Monday 16 September 2013

Not necessarily 5% of everything

When it comes to the way in which governments spend money, “need” - and I put it in quotes because although it’s easy to say, it isn’t at all easy to define – should be a more important driver than equality, a point which I highlighted in this post last week.  Ultimately that assertion is the basis of much of the argument for Barnett reform – Wales has greater need per head on average for those services which are devolved to the Welsh government and should therefore receive a greater share of resources.
It does not mean of course that that greater need is equally distributed across the whole of Wales (similarly, the English average is just that – an average - as well; it varies greatly across England).  It often strikes me as being incongruous, at the least, to see politicians arguing for a reform of the Barnett formula to give Wales a greater share, and then jumping on bandwagons about “postcode lotteries” within Wales when they see inequalities within our country.
Fairness is difficult to define when we look simply at revenue expenditure on devolved matters.  It’s even harder to define when we look at major capital infrastructure projects – such as HS2 for instance.
The call for a Barnett consequential for HS2 has a certain political appeal, supporting the narrative that Wales is losing out, but surely the nature of individual capital projects is that they will inevitably favour some areas over others.  The question of fairness is only relevant when looking at the total of all capital expenditure over a longer period rather than individual projects.
There’s a further complication as well – capital projects which impact major conurbations are likely to be more expensive in terms of £ per mile of road or railway than the same or similar projects in rural areas.  Does that mean that London “needs” more capital expenditure per head than Wales, and that a needs-based distribution should proportionately give a greater share to London?
Or what about the putative HS3?  If a line is built providing fast rail services to Bristol and Cardiff, what proportion of that expenditure should be counted as “Welsh”?  Probably 90% of the capital expenditure would be in England – but that would not reflect the way in which any benefits are shared.
I’m not actually arguing that London should get a greater share of UK capital expenditure; nor even that Wales gets her fair share at present.  But the simplistic response demanding our Barnett share of capital expenditure based on an arithmetical percentage of individual capital projects no more reflects need than does the current Barnett formula.  The question of fairness is far more complex than that.


Glyndo said...

"If a line is built providing fast rail services to Bristol and Cardiff, what proportion of that expenditure should be counted as “Welsh”?"
How about condering the proportion of passengers that travel all the way to Wales compared to the proportion that only stay on board within England?

Pete said...

I've been reading the points being made about the High Speed Rail system with some concern. Your post on "Needs" brings it to a head.
If capital expenditure goes towards providing an improved service from South Wales to London, the outcome will surely be that firms will find it easier to recruit from England than from Wales. If expertise can be found in North or even Mid Wales, but the commute is easier, quicker and cheaper from the South of England, how does this benefit Wales?
What is being done to improve travel around Wales? Improving career opportunities inside Wales would be a far better way of satisfying a need than increasing the London-centric nature of the Island.

John Dixon said...


That depends on whether the trains would actually stop in England. If they were to run via a hub at Heathrow (assuming that Heathrow is still there), then that would be a point to consider; but the distance from London to Cardiff/ Bristol is so short that I'd assume a non-stop service, with passengers wanting to get out at intermediate stops continuing to use the 'old' line. If they were to stop, everywhere that the existing service stops, they'd hardly qualify as high speed any more.

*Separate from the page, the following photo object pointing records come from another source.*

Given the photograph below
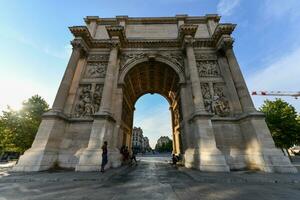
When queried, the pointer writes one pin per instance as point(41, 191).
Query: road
point(152, 178)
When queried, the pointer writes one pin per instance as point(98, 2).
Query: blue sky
point(35, 46)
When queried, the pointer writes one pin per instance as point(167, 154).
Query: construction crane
point(277, 93)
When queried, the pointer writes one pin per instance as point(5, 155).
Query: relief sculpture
point(217, 102)
point(206, 97)
point(208, 68)
point(220, 103)
point(95, 70)
point(88, 100)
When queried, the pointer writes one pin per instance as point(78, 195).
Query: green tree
point(281, 119)
point(18, 128)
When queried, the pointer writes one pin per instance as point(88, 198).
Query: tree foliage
point(18, 128)
point(283, 123)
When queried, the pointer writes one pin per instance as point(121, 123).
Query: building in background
point(139, 142)
point(164, 144)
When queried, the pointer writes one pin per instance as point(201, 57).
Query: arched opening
point(152, 122)
point(151, 77)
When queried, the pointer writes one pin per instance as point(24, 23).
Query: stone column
point(202, 152)
point(106, 101)
point(79, 48)
point(225, 71)
point(194, 75)
point(260, 151)
point(104, 124)
point(45, 149)
point(237, 76)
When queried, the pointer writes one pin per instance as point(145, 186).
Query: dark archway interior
point(151, 77)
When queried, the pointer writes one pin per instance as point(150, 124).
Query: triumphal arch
point(188, 60)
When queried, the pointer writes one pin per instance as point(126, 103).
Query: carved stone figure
point(220, 103)
point(206, 97)
point(97, 97)
point(96, 70)
point(208, 68)
point(89, 101)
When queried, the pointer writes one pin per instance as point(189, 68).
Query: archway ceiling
point(151, 77)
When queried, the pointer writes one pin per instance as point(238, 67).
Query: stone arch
point(151, 76)
point(131, 63)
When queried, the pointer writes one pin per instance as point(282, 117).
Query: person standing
point(104, 156)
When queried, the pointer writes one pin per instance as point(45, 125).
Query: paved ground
point(152, 178)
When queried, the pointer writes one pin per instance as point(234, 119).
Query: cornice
point(222, 29)
point(83, 33)
point(152, 20)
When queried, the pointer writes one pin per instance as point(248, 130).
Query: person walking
point(133, 157)
point(104, 156)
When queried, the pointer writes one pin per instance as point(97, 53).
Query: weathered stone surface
point(188, 60)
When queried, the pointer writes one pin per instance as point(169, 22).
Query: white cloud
point(226, 7)
point(279, 8)
point(282, 74)
point(63, 52)
point(155, 122)
point(16, 89)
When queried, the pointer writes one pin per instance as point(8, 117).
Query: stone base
point(36, 160)
point(210, 160)
point(91, 159)
point(270, 160)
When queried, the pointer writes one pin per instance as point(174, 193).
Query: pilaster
point(225, 43)
point(202, 152)
point(104, 127)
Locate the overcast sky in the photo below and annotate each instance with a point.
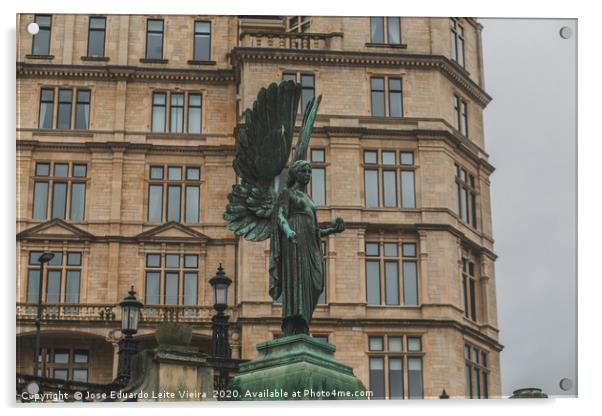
(530, 133)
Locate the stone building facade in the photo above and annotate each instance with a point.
(125, 139)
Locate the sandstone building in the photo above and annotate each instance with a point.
(125, 138)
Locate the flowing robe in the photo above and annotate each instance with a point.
(297, 269)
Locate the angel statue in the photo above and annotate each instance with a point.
(257, 211)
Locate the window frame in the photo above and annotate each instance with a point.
(458, 42)
(48, 366)
(318, 166)
(167, 111)
(183, 183)
(478, 367)
(163, 270)
(467, 196)
(51, 179)
(297, 76)
(399, 168)
(49, 28)
(387, 95)
(194, 41)
(400, 259)
(104, 36)
(63, 269)
(56, 106)
(405, 355)
(302, 25)
(460, 115)
(385, 25)
(470, 289)
(148, 31)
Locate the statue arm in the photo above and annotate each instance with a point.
(284, 225)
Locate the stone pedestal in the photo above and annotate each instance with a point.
(297, 367)
(173, 371)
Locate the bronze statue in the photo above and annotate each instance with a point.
(257, 212)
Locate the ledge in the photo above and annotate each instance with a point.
(193, 62)
(95, 58)
(459, 67)
(153, 61)
(39, 56)
(387, 45)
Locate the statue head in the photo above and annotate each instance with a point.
(299, 171)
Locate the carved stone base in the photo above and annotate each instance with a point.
(297, 367)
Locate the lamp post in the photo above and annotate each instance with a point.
(220, 348)
(219, 340)
(128, 347)
(44, 258)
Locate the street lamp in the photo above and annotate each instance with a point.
(219, 340)
(220, 348)
(44, 258)
(130, 314)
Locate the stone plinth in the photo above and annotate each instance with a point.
(297, 367)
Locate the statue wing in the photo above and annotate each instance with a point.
(263, 147)
(306, 128)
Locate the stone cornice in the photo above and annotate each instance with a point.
(398, 60)
(465, 329)
(468, 148)
(120, 72)
(90, 146)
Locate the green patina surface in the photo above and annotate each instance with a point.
(297, 367)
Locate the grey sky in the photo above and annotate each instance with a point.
(530, 133)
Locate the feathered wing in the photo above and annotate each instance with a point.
(263, 146)
(311, 111)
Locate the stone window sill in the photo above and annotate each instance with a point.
(153, 61)
(39, 56)
(460, 68)
(387, 45)
(95, 58)
(193, 62)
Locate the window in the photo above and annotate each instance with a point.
(41, 40)
(202, 41)
(154, 39)
(171, 279)
(307, 86)
(61, 283)
(389, 179)
(395, 363)
(82, 110)
(322, 297)
(469, 289)
(63, 115)
(174, 194)
(466, 196)
(66, 100)
(64, 363)
(383, 262)
(46, 108)
(460, 116)
(393, 106)
(60, 187)
(477, 373)
(318, 177)
(298, 24)
(180, 103)
(96, 37)
(385, 30)
(457, 39)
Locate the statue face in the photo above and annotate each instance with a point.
(304, 174)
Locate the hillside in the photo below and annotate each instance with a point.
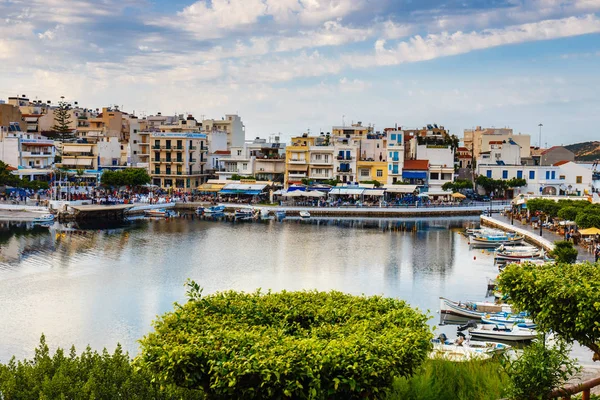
(586, 151)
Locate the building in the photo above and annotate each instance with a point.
(478, 140)
(80, 156)
(32, 154)
(555, 154)
(577, 179)
(177, 159)
(395, 159)
(232, 124)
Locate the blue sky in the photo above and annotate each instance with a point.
(291, 65)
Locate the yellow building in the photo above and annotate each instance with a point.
(177, 160)
(372, 171)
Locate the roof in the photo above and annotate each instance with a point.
(416, 165)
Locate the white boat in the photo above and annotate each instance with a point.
(244, 213)
(43, 219)
(160, 213)
(214, 210)
(304, 214)
(465, 350)
(472, 309)
(501, 332)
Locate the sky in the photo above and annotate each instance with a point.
(289, 66)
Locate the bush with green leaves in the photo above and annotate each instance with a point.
(306, 345)
(563, 298)
(88, 376)
(541, 368)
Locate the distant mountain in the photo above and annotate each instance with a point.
(586, 151)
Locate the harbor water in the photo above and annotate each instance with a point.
(105, 285)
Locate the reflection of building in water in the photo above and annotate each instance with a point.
(19, 240)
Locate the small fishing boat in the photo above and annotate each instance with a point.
(499, 332)
(280, 214)
(213, 210)
(44, 219)
(304, 214)
(463, 349)
(244, 214)
(159, 213)
(472, 309)
(495, 240)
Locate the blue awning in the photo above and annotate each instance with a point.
(414, 174)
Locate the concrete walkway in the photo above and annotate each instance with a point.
(547, 236)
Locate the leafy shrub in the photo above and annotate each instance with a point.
(312, 345)
(88, 376)
(562, 298)
(539, 370)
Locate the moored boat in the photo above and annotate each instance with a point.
(472, 309)
(304, 214)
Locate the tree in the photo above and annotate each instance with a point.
(563, 298)
(286, 345)
(61, 122)
(539, 370)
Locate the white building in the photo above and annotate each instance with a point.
(395, 150)
(30, 153)
(577, 179)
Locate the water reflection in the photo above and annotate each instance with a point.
(104, 284)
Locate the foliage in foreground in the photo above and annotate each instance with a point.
(88, 376)
(539, 370)
(564, 252)
(447, 380)
(311, 345)
(562, 298)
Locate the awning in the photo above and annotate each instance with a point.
(344, 191)
(77, 149)
(374, 192)
(414, 174)
(400, 188)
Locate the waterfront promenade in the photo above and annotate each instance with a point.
(533, 235)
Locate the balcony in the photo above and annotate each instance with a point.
(297, 161)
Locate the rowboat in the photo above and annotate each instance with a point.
(304, 214)
(495, 240)
(214, 210)
(499, 332)
(465, 350)
(43, 219)
(472, 309)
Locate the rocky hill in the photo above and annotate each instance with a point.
(586, 151)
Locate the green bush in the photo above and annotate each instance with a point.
(564, 252)
(447, 380)
(312, 345)
(88, 376)
(563, 298)
(539, 370)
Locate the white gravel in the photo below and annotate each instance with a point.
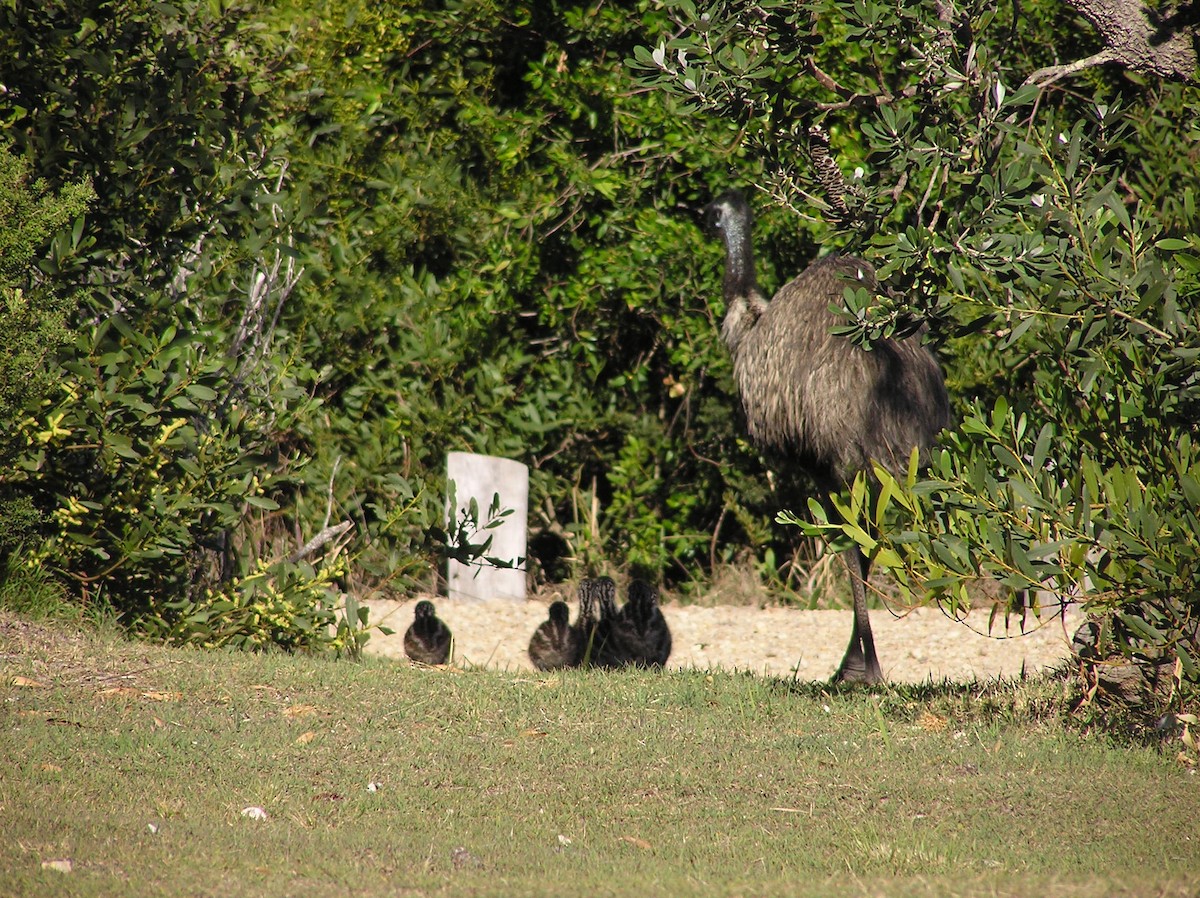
(919, 645)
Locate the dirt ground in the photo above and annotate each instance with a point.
(919, 645)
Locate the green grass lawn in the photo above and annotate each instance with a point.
(135, 764)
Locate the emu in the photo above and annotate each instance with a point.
(427, 639)
(598, 611)
(817, 402)
(555, 644)
(640, 630)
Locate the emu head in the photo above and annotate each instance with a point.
(729, 215)
(559, 615)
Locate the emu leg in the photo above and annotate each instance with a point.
(859, 664)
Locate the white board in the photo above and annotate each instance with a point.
(484, 477)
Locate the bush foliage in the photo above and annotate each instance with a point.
(328, 245)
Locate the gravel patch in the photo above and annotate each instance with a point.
(777, 641)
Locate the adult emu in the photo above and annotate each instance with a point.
(819, 402)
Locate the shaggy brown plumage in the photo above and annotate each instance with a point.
(555, 644)
(427, 639)
(640, 630)
(819, 401)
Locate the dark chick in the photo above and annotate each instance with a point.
(555, 644)
(427, 640)
(606, 651)
(598, 610)
(640, 629)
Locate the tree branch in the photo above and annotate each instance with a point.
(1157, 41)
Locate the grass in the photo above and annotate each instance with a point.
(135, 764)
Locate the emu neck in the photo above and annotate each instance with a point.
(743, 301)
(739, 276)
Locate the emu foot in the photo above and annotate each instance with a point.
(858, 668)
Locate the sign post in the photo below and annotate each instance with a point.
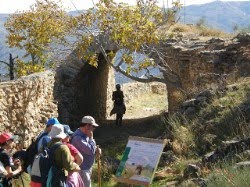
(139, 161)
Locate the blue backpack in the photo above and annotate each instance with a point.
(43, 164)
(32, 151)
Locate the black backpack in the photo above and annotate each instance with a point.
(44, 169)
(32, 151)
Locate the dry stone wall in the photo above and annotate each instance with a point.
(136, 89)
(26, 104)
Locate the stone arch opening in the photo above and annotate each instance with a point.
(82, 89)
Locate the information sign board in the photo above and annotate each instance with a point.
(139, 161)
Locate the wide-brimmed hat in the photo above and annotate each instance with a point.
(89, 120)
(67, 130)
(57, 131)
(52, 121)
(4, 137)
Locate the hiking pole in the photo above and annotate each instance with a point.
(99, 167)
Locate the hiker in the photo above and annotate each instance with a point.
(23, 178)
(7, 144)
(84, 141)
(44, 137)
(119, 107)
(61, 160)
(74, 179)
(36, 145)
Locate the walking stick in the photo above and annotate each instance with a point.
(99, 168)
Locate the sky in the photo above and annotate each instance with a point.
(11, 6)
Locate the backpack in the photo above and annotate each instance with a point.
(32, 151)
(42, 163)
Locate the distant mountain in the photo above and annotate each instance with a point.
(219, 14)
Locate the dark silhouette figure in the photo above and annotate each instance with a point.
(10, 66)
(119, 107)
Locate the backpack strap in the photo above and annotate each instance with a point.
(52, 152)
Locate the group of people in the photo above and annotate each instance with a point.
(75, 155)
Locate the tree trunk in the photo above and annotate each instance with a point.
(11, 66)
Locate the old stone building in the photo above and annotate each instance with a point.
(78, 89)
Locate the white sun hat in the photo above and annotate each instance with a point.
(57, 131)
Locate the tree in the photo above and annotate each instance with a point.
(35, 31)
(10, 65)
(132, 30)
(107, 28)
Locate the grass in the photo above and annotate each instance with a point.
(220, 120)
(178, 30)
(229, 176)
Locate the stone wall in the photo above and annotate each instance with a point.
(83, 90)
(26, 104)
(200, 63)
(135, 89)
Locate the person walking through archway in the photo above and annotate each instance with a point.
(119, 106)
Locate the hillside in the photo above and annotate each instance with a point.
(220, 124)
(218, 14)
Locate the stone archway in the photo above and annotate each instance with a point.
(81, 89)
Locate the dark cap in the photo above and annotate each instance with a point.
(67, 130)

Much of the debate around HS2 has centred on its use by business and the benefit that business gains. I think that's something of a red herring - the issue for me is about transport capacity and planning in more general terms. I simply don't believe much of the talk about the impact on business.

That doesn't mean that you comment about travel within Wales isn't a relevant one; we need to improve that as well. They don't have to be alternatives though.